What did Haami call power? Ihi? His fear had become power, if only in small portion.
They were not to see any of the battle, but they heard it. The big guns fired first, each blast causing the ship to hesitate in its passage and adding hugely to the noise. Below decks, there was no longer time for thinking about what they were doing. Len and Tim steadily and mechanically loaded, hoisting shell after shell onto the elevator to be carried up to where the guns pounded away. Above the rising cacophony, the pom-poms joined the battle – pom-pom-pom-pom – their empty shell casings cascading onto the decking, adding to the noise. Sometimes they could feel a compression blast from the turret above. The air reeked of cordite, and the smoke from constant firing forced its way down into the chamber.
Another big report.
Ka mate! Ka mate!
Their anti-flash clothing was cumbersome and suffocatingly hot. Their senses were assailed, and when the bombs started falling, it was difficult to distinguish the noise of defence from that of attack. It was exhausting and deafening.

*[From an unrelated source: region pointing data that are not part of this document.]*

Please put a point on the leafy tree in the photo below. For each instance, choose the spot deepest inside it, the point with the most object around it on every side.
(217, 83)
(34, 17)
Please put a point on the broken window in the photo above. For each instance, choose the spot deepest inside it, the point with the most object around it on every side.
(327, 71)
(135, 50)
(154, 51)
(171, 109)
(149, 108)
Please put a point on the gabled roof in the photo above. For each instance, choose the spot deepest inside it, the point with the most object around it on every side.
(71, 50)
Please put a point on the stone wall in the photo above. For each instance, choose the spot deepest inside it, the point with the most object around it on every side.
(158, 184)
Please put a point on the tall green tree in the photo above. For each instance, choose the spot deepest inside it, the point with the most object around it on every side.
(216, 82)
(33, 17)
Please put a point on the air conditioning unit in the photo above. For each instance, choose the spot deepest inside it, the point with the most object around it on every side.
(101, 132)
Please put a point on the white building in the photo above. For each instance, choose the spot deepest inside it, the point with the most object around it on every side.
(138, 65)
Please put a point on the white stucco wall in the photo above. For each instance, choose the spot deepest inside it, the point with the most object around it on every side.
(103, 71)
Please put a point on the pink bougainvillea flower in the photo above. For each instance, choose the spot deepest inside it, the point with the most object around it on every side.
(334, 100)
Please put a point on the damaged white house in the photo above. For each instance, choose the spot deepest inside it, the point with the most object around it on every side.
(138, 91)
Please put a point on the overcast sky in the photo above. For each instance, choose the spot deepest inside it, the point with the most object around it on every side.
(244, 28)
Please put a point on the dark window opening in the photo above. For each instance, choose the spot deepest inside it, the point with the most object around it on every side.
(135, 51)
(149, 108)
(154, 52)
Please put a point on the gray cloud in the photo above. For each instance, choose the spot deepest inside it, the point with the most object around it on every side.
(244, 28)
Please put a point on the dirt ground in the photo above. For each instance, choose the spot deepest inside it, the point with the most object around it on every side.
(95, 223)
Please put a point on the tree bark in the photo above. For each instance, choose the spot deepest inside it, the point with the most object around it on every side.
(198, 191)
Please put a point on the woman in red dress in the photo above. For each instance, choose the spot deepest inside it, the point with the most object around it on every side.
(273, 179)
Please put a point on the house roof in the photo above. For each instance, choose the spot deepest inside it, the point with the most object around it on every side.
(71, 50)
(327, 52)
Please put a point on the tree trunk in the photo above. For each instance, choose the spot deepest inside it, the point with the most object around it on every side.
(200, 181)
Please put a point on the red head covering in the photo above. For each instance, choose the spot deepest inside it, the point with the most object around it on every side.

Then, as quickly as they’d come, the planes left, their load delivered, and the guns fell silent.
Ka ora! Ka ora!
The All Clear was given, and damage assessment began to be called, station by station. When the boys eventually emerged on deck and shed their gear, their ears were still ringing. Everyone released the tension of the moment in his own way: a cheer, a curse, a punch in the air. Len could hardly hear a thing.